Reduce energy consumption using innovative technologies
Frequently, the information found in the literature about the greenness of an extraction process to obtain natural bioactives is limited to the type of solvent or the approach followed. However, other important parameters have to be considered to estimate if a process is more sustainable than its benchmark, and one of these is energy consumption and recovery. Although generally considered greener than conventional approaches, advanced extraction techniques sometimes require particular conditions that may involve energy-intensive processes, such as the use of very high pressure. For this reason, a proper assessment for each application could be of high interest. One of the most interesting tools in this sense is life cycle assessment (LCA). Thanks to the implementation of quantitative comparisons, the environmental impacts of each process and technology available can be actually compared. For instance, it has been shown how the use of microwaves- and ultrasound-assisted extractions is more energy-intensive per time unit than conventional processes such as maceration or Soxhlet extraction.
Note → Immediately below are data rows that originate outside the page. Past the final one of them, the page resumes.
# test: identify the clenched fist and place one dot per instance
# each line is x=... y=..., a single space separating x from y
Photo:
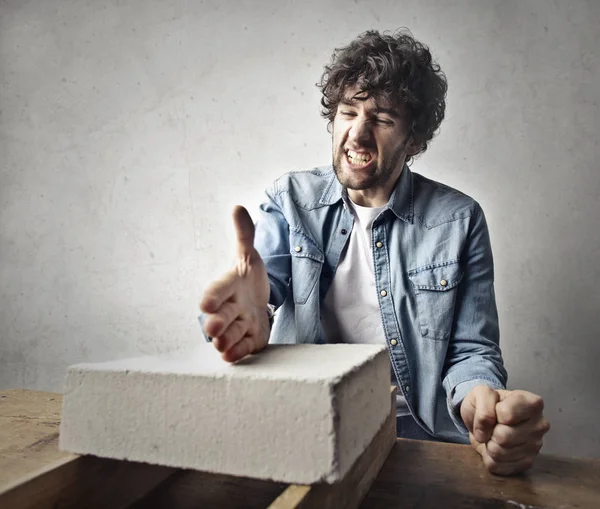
x=505 y=427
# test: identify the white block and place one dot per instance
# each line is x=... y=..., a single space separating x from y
x=293 y=413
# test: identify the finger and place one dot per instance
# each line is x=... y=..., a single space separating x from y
x=484 y=418
x=244 y=229
x=217 y=323
x=506 y=468
x=233 y=335
x=518 y=406
x=219 y=292
x=502 y=454
x=242 y=348
x=512 y=436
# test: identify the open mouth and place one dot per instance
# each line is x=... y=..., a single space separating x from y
x=359 y=160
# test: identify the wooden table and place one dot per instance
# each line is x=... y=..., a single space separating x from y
x=415 y=474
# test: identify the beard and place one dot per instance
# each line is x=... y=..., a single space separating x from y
x=378 y=175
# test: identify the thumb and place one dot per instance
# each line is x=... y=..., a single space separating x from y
x=244 y=231
x=478 y=411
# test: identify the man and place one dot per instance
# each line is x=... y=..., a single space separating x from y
x=365 y=250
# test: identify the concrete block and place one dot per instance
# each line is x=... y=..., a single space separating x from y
x=292 y=413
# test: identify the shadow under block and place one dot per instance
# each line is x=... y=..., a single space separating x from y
x=293 y=413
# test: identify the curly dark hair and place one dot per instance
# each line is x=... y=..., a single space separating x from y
x=393 y=67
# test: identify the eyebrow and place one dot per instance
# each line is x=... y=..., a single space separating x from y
x=351 y=101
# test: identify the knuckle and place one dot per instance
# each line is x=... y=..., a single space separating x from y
x=501 y=437
x=545 y=427
x=490 y=464
x=537 y=403
x=495 y=452
x=538 y=446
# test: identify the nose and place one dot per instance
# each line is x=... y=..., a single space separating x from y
x=360 y=130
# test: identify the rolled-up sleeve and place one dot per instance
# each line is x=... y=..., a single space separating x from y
x=474 y=356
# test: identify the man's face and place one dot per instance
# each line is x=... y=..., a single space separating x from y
x=370 y=143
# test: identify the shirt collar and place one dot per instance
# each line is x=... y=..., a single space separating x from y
x=401 y=199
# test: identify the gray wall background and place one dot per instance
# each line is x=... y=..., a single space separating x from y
x=128 y=130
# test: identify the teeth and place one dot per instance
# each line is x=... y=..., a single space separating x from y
x=358 y=158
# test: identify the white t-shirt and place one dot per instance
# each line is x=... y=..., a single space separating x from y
x=351 y=308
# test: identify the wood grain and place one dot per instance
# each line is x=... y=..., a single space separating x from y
x=424 y=475
x=34 y=473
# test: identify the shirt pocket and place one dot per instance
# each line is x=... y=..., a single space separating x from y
x=435 y=288
x=307 y=262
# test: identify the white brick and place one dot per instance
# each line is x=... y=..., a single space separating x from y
x=293 y=413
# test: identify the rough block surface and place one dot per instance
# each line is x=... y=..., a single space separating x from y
x=293 y=413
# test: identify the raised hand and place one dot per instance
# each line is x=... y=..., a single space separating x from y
x=236 y=304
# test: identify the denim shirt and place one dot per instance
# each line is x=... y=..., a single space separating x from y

However, when comparing a particular application, such as the recovery of the bioactive carotenoid astaxanthin from Haematococcus pluvialis microalga biomass, it is demonstrated how the use of MAE or UAE leads to lower environmental impacts than maceration, which needs less energy demands, thanks to an improved recovery and significantly lower processing time [34]. Indeed, the most efficient and faster methods may need less overall energy consumption per product unit, although the final result will strongly depend on the particular application. For instance, MAE was shown to require less energy than UAE for the recovery of phenolic acids from distillery by-products [35]. Other approaches to reduce energy consumption should be based on technological improvements on existing equipment, for instance through reusing the generated heat during extraction.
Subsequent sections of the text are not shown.